Nevertheless, it has also added a new vulnerability within their own network. The user is keen to further improve their new 3D printer by adding an interface such as the OctoPrint to their printer. This device adds an extra layer of convenience in the form of being able to access their 3D printer from anywhere, as well as monitoring its printing jobs; starting, stopping and pausing. However, if the device is set up incorrectly, this adds a point of entry into the user’s network and handing over potentially dangerous control of a 3D printer that prints at over 100c.
Unfortunately many of these 3D printer interfaces will be exposed to the open internet; most likely to a misconfiguration or just because the user didn’t understand the consequences of opening that device to the open internet and wanted the convenience of watching their 3D Print.
In our line of work, we know that using default or weak credentials is almost like doing nothing at all. OctoPrint comes with its own default credentials which are user:pi and the password: raspberry. It is likely that many of these instances never had their password changed. Once the OctoPrint software had been set up, this provides easy access to anyone who might want to do harm in some way.
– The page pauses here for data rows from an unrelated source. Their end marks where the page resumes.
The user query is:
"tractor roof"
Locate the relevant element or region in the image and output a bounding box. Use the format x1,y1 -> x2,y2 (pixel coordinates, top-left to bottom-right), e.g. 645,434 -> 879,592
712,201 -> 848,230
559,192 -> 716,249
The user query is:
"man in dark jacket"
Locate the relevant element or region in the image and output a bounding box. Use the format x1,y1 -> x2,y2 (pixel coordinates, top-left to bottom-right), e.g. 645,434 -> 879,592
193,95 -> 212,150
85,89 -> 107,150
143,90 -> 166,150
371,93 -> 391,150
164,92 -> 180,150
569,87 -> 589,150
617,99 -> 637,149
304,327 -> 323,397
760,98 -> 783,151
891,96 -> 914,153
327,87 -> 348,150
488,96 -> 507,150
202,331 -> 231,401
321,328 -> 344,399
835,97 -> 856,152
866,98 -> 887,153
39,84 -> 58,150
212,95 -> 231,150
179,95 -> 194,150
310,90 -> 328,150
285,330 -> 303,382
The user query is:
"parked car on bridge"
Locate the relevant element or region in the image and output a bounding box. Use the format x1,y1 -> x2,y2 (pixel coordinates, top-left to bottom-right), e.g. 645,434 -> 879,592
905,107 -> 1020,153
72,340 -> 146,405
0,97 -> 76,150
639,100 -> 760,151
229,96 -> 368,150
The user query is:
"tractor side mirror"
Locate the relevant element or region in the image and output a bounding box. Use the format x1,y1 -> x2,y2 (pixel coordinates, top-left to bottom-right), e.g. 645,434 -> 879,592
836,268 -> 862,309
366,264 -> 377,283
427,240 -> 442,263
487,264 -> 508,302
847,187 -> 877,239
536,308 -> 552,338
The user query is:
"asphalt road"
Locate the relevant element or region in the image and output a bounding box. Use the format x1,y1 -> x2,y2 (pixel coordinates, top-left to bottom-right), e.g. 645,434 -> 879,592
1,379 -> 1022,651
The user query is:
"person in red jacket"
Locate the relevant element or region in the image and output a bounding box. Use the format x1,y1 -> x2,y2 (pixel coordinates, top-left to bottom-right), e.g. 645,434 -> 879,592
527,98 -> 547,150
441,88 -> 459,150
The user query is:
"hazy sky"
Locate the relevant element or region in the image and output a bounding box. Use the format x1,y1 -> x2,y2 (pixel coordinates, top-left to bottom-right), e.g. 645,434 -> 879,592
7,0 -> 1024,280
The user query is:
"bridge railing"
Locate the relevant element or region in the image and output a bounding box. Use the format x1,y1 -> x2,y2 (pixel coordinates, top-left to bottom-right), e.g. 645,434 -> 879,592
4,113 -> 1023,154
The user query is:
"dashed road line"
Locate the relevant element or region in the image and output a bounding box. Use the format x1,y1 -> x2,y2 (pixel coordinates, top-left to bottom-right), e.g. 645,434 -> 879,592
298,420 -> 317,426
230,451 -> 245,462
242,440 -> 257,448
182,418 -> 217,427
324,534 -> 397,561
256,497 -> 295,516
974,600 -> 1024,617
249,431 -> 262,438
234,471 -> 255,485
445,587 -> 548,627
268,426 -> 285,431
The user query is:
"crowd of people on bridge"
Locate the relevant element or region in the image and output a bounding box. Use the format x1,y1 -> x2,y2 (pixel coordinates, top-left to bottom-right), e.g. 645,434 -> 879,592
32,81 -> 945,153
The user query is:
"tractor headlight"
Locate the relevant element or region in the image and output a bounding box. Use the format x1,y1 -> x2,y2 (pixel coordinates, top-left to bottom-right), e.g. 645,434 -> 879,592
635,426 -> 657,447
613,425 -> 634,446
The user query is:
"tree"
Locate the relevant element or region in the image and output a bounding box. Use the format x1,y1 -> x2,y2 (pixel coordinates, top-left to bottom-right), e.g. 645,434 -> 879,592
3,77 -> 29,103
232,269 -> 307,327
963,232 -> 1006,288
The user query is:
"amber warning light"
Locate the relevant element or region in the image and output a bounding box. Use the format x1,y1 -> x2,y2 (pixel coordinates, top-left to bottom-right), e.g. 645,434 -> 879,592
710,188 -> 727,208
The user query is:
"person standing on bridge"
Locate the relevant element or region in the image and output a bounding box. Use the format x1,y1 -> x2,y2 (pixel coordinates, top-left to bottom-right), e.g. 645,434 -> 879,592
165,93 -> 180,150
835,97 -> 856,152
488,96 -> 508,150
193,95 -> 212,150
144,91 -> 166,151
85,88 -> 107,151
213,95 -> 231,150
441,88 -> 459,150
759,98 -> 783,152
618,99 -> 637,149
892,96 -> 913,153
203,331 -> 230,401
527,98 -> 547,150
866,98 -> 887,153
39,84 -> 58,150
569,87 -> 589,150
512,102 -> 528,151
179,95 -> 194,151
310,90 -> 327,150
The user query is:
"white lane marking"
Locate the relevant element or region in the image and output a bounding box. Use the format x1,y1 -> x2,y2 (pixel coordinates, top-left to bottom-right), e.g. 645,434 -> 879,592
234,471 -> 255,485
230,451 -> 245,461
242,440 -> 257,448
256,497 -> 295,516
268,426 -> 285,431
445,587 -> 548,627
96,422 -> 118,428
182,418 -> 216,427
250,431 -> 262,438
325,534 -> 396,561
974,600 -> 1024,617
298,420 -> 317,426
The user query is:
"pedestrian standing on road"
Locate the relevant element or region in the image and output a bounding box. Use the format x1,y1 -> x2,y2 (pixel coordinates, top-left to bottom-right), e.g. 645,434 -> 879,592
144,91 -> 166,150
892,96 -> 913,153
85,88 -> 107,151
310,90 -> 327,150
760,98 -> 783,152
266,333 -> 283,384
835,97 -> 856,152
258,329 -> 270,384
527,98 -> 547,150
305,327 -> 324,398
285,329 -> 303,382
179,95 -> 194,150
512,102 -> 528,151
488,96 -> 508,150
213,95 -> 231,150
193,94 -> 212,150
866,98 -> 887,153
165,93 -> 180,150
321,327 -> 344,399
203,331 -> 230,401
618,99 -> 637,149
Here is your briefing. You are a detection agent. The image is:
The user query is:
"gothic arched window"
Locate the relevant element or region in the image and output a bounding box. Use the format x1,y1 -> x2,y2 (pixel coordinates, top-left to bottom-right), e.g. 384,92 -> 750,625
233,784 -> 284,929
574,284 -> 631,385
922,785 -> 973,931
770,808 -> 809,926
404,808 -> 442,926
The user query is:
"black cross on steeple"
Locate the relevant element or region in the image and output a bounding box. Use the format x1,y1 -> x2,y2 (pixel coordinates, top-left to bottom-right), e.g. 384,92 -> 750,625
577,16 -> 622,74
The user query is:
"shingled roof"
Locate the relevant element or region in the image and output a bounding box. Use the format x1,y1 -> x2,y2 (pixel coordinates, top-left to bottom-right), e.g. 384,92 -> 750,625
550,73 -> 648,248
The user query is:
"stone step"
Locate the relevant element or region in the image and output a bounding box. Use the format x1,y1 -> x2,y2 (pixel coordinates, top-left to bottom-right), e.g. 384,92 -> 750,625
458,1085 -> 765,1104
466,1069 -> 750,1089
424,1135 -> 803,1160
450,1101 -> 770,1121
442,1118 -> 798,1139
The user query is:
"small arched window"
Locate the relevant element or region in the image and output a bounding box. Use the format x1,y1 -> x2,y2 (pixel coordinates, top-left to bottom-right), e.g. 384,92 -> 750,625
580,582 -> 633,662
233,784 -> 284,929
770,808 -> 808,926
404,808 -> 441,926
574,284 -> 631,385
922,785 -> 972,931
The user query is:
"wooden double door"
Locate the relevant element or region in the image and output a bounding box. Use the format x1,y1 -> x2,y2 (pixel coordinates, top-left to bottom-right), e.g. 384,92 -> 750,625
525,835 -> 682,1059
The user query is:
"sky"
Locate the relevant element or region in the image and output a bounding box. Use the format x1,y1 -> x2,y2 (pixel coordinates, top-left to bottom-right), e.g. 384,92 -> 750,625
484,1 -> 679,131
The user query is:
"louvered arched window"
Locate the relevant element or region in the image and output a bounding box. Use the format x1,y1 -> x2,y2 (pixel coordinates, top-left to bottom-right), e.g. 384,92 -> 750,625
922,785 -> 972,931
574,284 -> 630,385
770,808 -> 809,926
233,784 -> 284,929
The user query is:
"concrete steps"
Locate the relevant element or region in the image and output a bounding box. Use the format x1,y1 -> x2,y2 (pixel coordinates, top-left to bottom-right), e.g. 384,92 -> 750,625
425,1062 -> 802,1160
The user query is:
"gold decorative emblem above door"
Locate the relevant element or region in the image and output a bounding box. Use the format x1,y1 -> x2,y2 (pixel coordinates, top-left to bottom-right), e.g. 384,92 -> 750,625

An additional method to mitigate this issue is to use Basic HTTP Auth, but in my scanning, this is rarely used on exposed devices.
Let's Discuss Firmware
Many of these printers use open firmware called Marlin and this firmware has many server vulnerabilities (https://www.helpnetsecurity.com/2018/08/08/security-issues-3d-printing/) which include loading malicious G-Code (the code of the 3D item you want to print) that enabled a malicious person to take over full control of that printer directly. All this is controlled via the OctoPrint interface. With control, a malicious user would be able to make prints fail potentially doing harm to the end user of that print by giving it a flaw to make it fail or they could just turn up the heat and jam the now super-hot nozzle into the plastic giving off fumes and starting a fire.
What Can Be Done
So looking forward, it is important that the development of these interfaces and printers should set standards in how they are manufactured and how the software is developed with basic standards put in place. As of right now, no standard or regulation exists to ensure that these devices are safe to use by industry, let alone a standard user.